Duel Goes on in Woodlands
Planning Commission Hearing Is Closed, While the Developer Continues to Press Case on Multiple Fronts
By JULIA WELLS
Gazette Senior Writer
The gavel came down one more time late last week and a public hearing was closed on a plan to build 320 homes in the last unbroken stretch of oak and pine forest in Oak Bluffs.
The plan for some 270 acres in the southern woodlands is the latest gambit by the former developer of the Down Island Golf Club, who is now locked in an unpleasant duel with the commission on an array of fronts, some legal, some political.
"This Martha's Vineyard Commission has a great habit of being inconsistent for 30 years - so now you want to stick it to the next guy who comes along - well, go and regulate somebody else in town," declared Brian Lafferty, the pugnacious Bolton housing developer who is a spokesman for developer Corey Kupersmith. The comment from Mr. Lafferty came on Thursday night in response to a question about regulating the use of fertilizers on lawns in the proposed housing development.
The housing plan is under review by the commission as a development of regional impact (DRI), and Thursday night marked the final public hearing on the project. The applicant is CK Associates, whose principal is Mr. Kupersmith, the Connecticut businessman who has tried without success to win approval from the commission for a private luxury golf course on his property in the southern woodlands.
Acting through Mr. Lafferty, Mr. Kupersmith is now pushing the massive housing plan for the same property. Crafted under Chapter 40B, a state law that permits affordable housing projects to skirt most local zoning rules, the plan is not only huge in scale, but is also missing a substantial amount of information that is required by the commission under its enabling legislation.
Mr. Lafferty, meanwhile, is trying to overturn a land court ruling that upholds the right of the commission to review Chapter 40B housing developments.
In recent weeks he has repeatedly knocked heads with the commission over the fact that the housing plan is incomplete and missing information required by the commission under its enabling legislation.
The plan calls for a mix of 240 single-family homes and 80 apartment units. Some of the houses and all of the apartments are planned for people with low and moderate incomes.
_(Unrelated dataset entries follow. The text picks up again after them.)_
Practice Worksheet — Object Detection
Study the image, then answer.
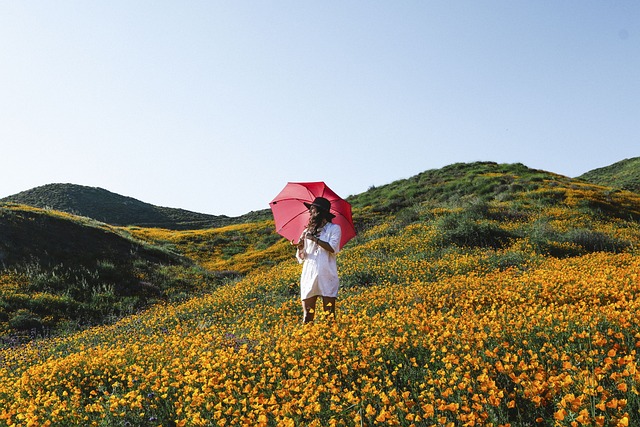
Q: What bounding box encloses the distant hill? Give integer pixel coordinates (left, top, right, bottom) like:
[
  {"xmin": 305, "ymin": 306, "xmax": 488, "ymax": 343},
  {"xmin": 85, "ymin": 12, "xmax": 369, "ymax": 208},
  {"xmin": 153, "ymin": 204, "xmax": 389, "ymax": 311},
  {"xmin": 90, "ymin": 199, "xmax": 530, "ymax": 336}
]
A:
[
  {"xmin": 0, "ymin": 203, "xmax": 192, "ymax": 339},
  {"xmin": 578, "ymin": 157, "xmax": 640, "ymax": 193},
  {"xmin": 0, "ymin": 184, "xmax": 268, "ymax": 230}
]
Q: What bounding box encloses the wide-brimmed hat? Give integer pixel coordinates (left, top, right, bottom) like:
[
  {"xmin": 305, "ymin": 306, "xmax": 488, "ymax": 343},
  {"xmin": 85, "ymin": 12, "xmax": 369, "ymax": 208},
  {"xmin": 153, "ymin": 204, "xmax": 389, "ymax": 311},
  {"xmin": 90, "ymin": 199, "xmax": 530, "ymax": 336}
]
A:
[{"xmin": 303, "ymin": 197, "xmax": 336, "ymax": 219}]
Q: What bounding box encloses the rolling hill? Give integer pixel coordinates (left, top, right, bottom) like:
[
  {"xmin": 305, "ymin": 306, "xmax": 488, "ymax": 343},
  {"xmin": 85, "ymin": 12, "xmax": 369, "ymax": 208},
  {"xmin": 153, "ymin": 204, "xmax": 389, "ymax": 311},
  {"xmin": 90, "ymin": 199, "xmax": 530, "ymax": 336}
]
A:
[
  {"xmin": 578, "ymin": 157, "xmax": 640, "ymax": 193},
  {"xmin": 0, "ymin": 162, "xmax": 640, "ymax": 427},
  {"xmin": 0, "ymin": 184, "xmax": 264, "ymax": 230}
]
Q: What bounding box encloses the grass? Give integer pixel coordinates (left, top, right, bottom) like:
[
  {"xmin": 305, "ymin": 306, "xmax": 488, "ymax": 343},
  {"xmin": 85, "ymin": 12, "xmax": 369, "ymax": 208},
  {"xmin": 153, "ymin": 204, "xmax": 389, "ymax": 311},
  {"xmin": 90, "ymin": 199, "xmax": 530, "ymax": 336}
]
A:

Mr. Lafferty had told the commission that there would be no more information from him, but on Thursday night he dropped a packet on the table in front of the commission that he said contained responses to a list of staff questions about the project.
There was only brief discussion, because commission members had not seen the responses before that night and Mr. Lafferty provided only one copy.
Early in the meeting, Mr. Lafferty took aim at commission members John Best and Richard Toole and also commission counsel Ronald H. Rappaport.
"I filed an ethics complaint against Mr. Toole and Mr. Best and a complaint with the bar association [Board of Bar Overseers] and the ethics commission against your counsel, Mr. Rappaport," Mr. Lafferty declared. He did not elucidate the nature of the complaints. It is the policy of the state ethics commission and the board of bar overseers to release no information about complaints; neither board will confirm or deny the existence of a complaint.
Christina Brown, the commission member who presides over DRI hearings, cut Mr. Lafferty short at the outset.
"This isn't the proper forum for this, and we won't be talking about it tonight," she said.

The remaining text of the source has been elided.